Political Speculation
Speculation about Christie’s political future was rekindled this week when the Committee for Our Children’s Future, an independent organization based in Basking Ridge, N.J., began a $1.5 million television ad campaign promoting the governor’s efforts to cut spending and balance the state’s budget.
“Gov. Christie is certainly an ambitious guy and there’s no question that he sees himself somewhere else eventually,” said David Redlawsk, director of the Eagleton Institute of Politics at Rutgers University. “The underlying question of course, is whether he’s trying to position himself this time around. I don’t see that as a possibility.”

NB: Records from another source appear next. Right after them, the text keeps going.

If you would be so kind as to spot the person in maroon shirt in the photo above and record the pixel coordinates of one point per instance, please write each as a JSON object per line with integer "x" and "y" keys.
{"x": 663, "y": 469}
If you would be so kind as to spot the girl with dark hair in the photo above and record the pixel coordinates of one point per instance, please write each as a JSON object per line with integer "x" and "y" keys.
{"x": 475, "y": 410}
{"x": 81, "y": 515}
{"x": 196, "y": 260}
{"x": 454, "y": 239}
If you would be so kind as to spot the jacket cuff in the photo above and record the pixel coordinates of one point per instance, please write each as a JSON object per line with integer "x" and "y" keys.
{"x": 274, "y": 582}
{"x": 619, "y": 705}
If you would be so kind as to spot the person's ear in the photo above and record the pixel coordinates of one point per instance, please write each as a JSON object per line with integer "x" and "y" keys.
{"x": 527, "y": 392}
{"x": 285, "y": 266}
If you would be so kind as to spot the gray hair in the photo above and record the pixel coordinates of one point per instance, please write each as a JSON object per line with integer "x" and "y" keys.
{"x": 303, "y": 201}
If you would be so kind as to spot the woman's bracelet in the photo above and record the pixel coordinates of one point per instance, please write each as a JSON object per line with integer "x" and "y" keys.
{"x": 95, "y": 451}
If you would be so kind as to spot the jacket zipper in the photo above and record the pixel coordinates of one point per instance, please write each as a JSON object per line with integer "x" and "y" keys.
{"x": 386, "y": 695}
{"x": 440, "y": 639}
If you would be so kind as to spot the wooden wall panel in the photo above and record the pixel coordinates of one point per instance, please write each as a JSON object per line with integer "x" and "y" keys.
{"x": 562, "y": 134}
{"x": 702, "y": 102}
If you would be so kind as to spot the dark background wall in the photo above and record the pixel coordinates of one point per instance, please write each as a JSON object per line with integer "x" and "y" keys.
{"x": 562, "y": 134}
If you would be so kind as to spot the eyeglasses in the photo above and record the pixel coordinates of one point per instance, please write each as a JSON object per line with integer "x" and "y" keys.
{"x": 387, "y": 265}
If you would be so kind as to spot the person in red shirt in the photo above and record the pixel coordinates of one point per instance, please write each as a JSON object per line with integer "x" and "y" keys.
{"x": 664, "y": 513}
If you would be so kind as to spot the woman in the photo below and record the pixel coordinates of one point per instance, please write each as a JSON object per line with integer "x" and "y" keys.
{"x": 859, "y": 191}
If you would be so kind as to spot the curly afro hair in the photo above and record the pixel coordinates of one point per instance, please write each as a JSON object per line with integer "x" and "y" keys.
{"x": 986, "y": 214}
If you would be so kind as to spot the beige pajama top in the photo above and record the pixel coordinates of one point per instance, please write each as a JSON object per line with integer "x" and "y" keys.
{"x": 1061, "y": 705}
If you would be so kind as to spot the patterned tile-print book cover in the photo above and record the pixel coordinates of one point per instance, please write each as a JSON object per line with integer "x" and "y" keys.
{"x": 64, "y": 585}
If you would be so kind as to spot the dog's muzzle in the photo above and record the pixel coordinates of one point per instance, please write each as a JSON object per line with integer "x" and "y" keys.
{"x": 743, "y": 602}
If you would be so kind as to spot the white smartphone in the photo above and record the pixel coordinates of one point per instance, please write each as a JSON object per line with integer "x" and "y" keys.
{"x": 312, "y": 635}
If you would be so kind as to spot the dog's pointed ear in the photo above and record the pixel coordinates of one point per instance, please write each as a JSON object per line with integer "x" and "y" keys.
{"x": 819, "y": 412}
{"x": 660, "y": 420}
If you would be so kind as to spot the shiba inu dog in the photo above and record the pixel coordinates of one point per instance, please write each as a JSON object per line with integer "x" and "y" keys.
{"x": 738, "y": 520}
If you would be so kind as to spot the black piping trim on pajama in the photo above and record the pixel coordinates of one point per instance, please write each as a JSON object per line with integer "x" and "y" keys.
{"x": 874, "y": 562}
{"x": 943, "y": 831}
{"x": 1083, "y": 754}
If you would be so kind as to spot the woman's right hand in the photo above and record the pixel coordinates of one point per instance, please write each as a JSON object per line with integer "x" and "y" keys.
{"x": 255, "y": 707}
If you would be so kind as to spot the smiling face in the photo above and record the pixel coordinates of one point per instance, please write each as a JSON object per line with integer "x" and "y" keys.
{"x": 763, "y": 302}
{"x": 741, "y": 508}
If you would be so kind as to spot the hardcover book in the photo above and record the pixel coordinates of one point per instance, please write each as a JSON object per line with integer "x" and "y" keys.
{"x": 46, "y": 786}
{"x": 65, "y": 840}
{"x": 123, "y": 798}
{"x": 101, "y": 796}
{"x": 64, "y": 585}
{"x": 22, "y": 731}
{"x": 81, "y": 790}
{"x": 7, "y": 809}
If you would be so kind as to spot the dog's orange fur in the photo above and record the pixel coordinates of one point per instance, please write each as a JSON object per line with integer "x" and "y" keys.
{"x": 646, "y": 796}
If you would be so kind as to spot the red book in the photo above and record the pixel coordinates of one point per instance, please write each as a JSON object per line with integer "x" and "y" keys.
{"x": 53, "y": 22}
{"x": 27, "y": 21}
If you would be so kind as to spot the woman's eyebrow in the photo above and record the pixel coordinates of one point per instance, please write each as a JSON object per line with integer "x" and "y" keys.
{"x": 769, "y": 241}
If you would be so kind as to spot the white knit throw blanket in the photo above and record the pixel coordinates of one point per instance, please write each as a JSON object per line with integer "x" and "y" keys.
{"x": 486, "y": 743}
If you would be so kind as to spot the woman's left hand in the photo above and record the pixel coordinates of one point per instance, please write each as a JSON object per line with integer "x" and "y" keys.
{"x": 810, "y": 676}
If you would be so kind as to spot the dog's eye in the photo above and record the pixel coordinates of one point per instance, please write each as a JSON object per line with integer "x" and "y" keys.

The Indiana governor has said he wants to continue influencing public policy, and that his book, released Sept. 19, is part of that effort.
It fits Daniels’ personality to influence events and “not have to be the public face of what happens,” said Margaret Ferguson, chairman of the IUPUI political science department.
Eric Holcomb, who was Daniels’s campaign manager and deputy chief of staff before becoming chairman of the Indiana State Republican Party in January, said he expects that Daniels “would be on anyone’s shortlist” to be a Republican presidential running mate in 2012.
“At this point,” he said, “it’s just fantasy to contemplate that.”